Il s’agit d’un contrat hors déplacement dans la mesure où le commercial de la SAS [Y] s’est déplacé dans les locaux de la SARL [L].
Ces conditions étant réunies, la SARL [L] peut bénéficier de la protection définie pour les consommateurs à savoir un droit de rétractation de 14 jours pour revenir sur le contrat, sans motif.
Selon l’article L221-5 et 18 du code de la consommation, cette clause doit être claire et lisible et doit apparaitre clairement dans un encadré dans les Conditions Générales de Vente, ou sur le bon de commande.

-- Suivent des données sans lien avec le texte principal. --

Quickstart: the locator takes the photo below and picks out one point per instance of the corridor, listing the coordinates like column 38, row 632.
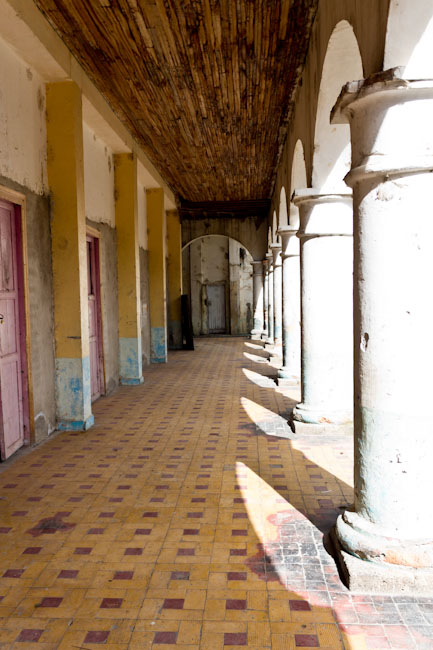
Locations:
column 180, row 520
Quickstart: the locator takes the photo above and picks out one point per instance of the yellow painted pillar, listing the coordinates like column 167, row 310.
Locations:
column 156, row 228
column 128, row 269
column 69, row 255
column 174, row 241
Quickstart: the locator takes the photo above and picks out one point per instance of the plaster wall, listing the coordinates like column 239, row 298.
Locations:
column 23, row 149
column 144, row 300
column 219, row 260
column 98, row 179
column 40, row 308
column 250, row 232
column 109, row 303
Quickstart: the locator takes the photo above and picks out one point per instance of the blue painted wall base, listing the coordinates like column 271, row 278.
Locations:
column 134, row 381
column 76, row 425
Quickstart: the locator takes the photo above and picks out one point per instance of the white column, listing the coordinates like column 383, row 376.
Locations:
column 326, row 307
column 392, row 181
column 257, row 330
column 270, row 339
column 265, row 333
column 290, row 372
column 278, row 298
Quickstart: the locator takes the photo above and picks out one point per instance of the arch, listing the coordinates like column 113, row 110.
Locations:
column 298, row 180
column 282, row 212
column 409, row 38
column 342, row 63
column 185, row 246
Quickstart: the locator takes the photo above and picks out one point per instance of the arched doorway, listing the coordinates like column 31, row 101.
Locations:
column 217, row 276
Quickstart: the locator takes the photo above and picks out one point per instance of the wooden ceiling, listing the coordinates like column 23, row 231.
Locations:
column 205, row 86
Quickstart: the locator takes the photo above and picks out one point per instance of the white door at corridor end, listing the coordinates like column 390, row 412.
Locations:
column 216, row 305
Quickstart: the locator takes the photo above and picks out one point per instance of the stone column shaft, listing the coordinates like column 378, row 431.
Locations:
column 270, row 339
column 157, row 274
column 326, row 307
column 278, row 295
column 392, row 181
column 258, row 290
column 265, row 334
column 174, row 244
column 290, row 372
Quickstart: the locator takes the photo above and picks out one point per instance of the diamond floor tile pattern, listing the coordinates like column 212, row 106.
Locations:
column 188, row 518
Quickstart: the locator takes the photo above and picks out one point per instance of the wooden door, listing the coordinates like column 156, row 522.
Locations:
column 216, row 308
column 95, row 329
column 11, row 329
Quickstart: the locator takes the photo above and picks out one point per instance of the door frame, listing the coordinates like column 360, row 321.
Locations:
column 19, row 202
column 96, row 235
column 219, row 283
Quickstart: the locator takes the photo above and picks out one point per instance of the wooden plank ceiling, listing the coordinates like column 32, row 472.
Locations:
column 205, row 86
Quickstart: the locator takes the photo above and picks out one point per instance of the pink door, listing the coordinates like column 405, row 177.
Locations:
column 11, row 375
column 95, row 330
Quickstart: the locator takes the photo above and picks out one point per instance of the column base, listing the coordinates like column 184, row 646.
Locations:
column 370, row 577
column 375, row 544
column 131, row 381
column 314, row 415
column 308, row 428
column 76, row 425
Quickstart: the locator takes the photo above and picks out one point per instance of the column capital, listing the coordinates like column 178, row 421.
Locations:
column 257, row 267
column 324, row 214
column 289, row 241
column 387, row 141
column 276, row 254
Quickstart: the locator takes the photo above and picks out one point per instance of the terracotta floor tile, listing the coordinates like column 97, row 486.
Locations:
column 187, row 517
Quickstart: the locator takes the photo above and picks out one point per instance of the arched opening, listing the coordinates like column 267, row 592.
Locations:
column 282, row 212
column 217, row 277
column 332, row 152
column 298, row 180
column 409, row 38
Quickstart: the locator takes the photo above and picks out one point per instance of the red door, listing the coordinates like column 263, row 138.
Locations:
column 11, row 330
column 95, row 329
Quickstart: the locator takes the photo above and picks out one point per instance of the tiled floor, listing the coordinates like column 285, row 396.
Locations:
column 179, row 520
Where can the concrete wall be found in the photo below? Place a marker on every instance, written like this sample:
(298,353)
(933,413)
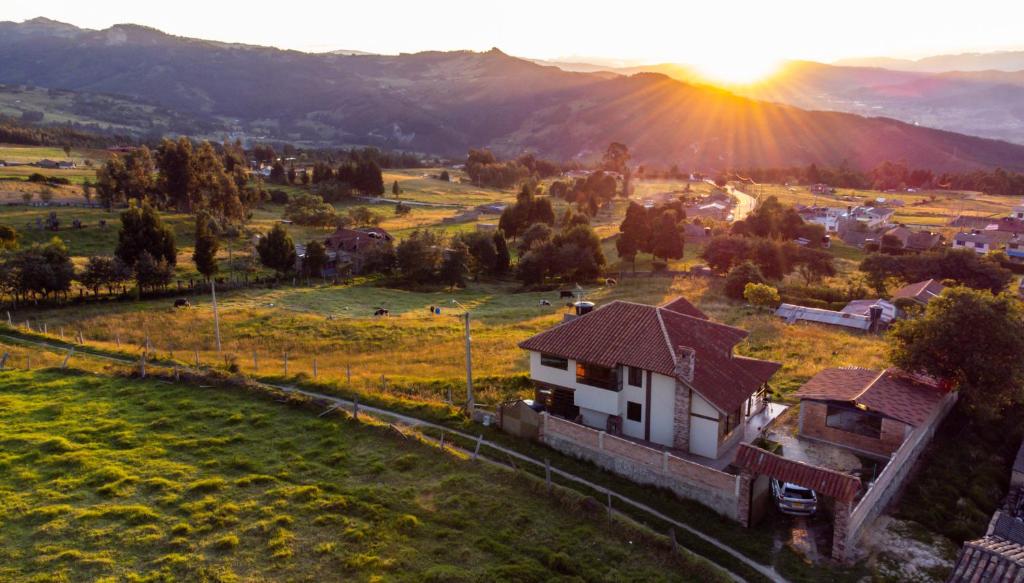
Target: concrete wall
(890,482)
(812,424)
(712,488)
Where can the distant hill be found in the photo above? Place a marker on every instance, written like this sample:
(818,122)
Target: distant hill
(999,60)
(445,102)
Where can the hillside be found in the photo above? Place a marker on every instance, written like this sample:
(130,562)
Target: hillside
(448,101)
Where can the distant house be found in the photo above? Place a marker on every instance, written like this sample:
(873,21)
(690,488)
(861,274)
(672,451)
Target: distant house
(981,242)
(921,292)
(793,314)
(998,556)
(665,375)
(350,245)
(870,412)
(863,307)
(1015,248)
(914,241)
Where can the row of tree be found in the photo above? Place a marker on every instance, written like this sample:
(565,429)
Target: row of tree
(892,175)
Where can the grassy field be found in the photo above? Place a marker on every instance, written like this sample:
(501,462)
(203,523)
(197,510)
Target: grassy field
(334,324)
(124,480)
(929,208)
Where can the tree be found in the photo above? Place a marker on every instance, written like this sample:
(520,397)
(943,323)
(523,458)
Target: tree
(8,238)
(205,254)
(310,210)
(152,273)
(315,260)
(87,191)
(276,250)
(735,282)
(142,231)
(971,339)
(761,295)
(667,241)
(455,265)
(419,255)
(813,264)
(503,258)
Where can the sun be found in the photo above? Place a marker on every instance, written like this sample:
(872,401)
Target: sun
(725,69)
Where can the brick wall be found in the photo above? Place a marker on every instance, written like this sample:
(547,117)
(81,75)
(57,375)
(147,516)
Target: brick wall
(812,424)
(712,488)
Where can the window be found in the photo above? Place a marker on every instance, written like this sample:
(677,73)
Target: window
(853,421)
(634,411)
(636,376)
(554,362)
(601,377)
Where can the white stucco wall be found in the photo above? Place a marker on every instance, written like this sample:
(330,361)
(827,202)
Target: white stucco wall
(596,404)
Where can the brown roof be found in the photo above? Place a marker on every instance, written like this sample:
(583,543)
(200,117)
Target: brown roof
(991,559)
(891,392)
(648,337)
(921,291)
(827,482)
(353,239)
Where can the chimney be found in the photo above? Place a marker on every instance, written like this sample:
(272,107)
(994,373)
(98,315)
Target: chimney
(686,360)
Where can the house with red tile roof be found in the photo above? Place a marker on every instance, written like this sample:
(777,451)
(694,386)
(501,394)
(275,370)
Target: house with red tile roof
(870,412)
(665,375)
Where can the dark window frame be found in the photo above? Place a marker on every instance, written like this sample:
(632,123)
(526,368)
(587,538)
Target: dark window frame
(853,420)
(559,363)
(638,377)
(633,407)
(598,376)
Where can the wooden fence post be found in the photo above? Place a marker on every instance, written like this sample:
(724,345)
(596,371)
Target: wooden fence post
(476,451)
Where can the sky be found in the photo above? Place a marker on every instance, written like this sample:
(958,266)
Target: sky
(740,36)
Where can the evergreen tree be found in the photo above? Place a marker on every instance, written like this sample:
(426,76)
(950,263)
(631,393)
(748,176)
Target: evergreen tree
(503,258)
(205,254)
(455,265)
(276,250)
(142,231)
(315,260)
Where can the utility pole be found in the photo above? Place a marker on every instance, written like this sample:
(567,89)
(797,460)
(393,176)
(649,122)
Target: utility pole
(216,318)
(470,402)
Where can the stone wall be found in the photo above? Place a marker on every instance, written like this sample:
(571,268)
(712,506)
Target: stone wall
(891,481)
(642,464)
(812,424)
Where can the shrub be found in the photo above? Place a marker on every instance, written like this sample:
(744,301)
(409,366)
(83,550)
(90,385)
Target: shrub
(741,275)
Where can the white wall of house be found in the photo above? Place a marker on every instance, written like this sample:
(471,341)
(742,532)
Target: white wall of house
(597,404)
(704,431)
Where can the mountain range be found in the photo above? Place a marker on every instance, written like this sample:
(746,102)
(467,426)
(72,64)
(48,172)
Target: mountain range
(445,102)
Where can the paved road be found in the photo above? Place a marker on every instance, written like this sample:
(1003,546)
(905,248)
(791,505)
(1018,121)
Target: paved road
(338,403)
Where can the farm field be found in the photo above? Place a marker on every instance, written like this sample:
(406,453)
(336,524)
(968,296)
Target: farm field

En l’espèce, l’article 10 au dos du bon de commande ne respecte pas ces règles (cette mention est noyée dans le texte de petite taille des CGV) et aucun formulaire n’a été remis en marge du contrat à la SARL [L].
Par ailleurs, le contrat signé ne comporte pas de date. D’une obligation d’information précontractuelle, le démarcheur doit communiquer des informations claires sur l’identité, le prix, les modalités, les droits du signataire, etc. En l’espèce, le contenu du contrat conclu entre la SARL [L] et la SAS [Y] est incertain. Le tribunal considère que le contenu mentionné sur le bon de commande, identifié par « une offre « K-Premium » pour une solution « web complète » avec un « budget club média » ne permet pas d’identifier clairement la contrepartie, avec les caractéristiques essentielles du service, les fonctionnalités, la compatibilité du contenu, les informations relatives aux modalités de résiliation, le mode de règlement et autres conditions contractuelles, l’information sur le droit de rétractation, sa date de réalisation et les conditions de réalisation.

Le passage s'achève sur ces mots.